State GOP official files ethics complaint against O.C. district attorney

Republican National Committee treasurer goes to the state bar, saying Tony Rackauckas and his spokeswoman misrepresented facts in letters concerning an inmate's parole.

A state Republican party official who accused Orange County Dist. Atty. Tony Rackauckas and spokeswoman Susan Kang Schroeder of engaging in a political vendetta against him has filed an ethics complaint against them with the state bar.

The dispute stems from a letter written in 2005 by Timothy J. Morgan, treasurer of the Republican National Committee and a former committeeman from Santa Cruz, to Gov. Arnold Schwarzenegger supporting parole for Paul A. Guardado, who is serving 17 years to life for a 1979 killing in Westminster.

The letter was written on the committee's letterhead and led to a proposed resolution against Morgan at the state GOP convention in Anaheim over the weekend.

FOR THE RECORD

Ethics complaint: An article in Tuesday's California section about Timothy J. Morgan filing an ethics complaint with the State Bar of California against Orange County Dist. Atty. Tony Rackauckas and his spokeswoman, Susan Kang Schroeder, identified Morgan as a state Republican Party official. Morgan lost his position in the state GOP earlier this year.
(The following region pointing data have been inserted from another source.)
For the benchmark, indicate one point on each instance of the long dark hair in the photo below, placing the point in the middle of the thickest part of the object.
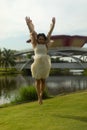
(41, 35)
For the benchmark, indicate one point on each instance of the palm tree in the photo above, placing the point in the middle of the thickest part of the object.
(0, 58)
(8, 58)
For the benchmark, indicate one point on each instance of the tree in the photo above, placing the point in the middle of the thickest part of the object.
(8, 58)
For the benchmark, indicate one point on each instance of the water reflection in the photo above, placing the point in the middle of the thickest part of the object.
(9, 85)
(66, 84)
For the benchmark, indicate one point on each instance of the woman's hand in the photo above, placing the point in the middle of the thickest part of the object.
(29, 23)
(28, 20)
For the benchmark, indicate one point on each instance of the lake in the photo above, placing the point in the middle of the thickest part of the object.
(9, 85)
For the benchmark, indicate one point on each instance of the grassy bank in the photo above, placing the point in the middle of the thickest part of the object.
(68, 112)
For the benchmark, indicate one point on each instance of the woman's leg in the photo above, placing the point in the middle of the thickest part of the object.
(37, 84)
(42, 87)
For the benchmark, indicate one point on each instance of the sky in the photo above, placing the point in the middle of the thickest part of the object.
(71, 19)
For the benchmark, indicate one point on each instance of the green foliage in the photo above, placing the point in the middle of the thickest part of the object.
(28, 94)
Rackauckas and Schroeder are both Republicans, and she is the wife of Michael Schroeder, former state party chairman. Morgan, an attorney, was rules committee chairman for the California Republican Party when Michael Schroeder was its head. The two men had a falling out over how to spend party money.

When Guardado had a court-ordered parole hearing in August, Rackauckas wrote to Morgan asking him to withdraw his support for the inmate.
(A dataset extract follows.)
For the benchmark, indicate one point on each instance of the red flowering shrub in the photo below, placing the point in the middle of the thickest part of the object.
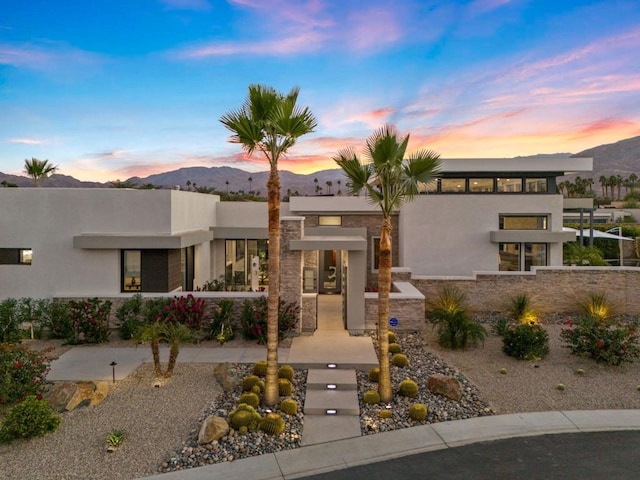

The state board denied Guardado's bid for parole then and again last week when he had his scheduled 2008 hearing.

Before the August hearing, Rackauckas' office released copies of his letter to Morgan and Morgan's letter on behalf of Guardado. Rackauckas chided Morgan for not contacting him and said Guardado was unremorseful and unwilling to assume responsibility for the killing.

The district attorney said Guardado shot Steven A. Buus, but in a seven-page letter to Rackauckas, Morgan quoted from a federal court finding that Guardado was convicted of aiding and abetting the killing.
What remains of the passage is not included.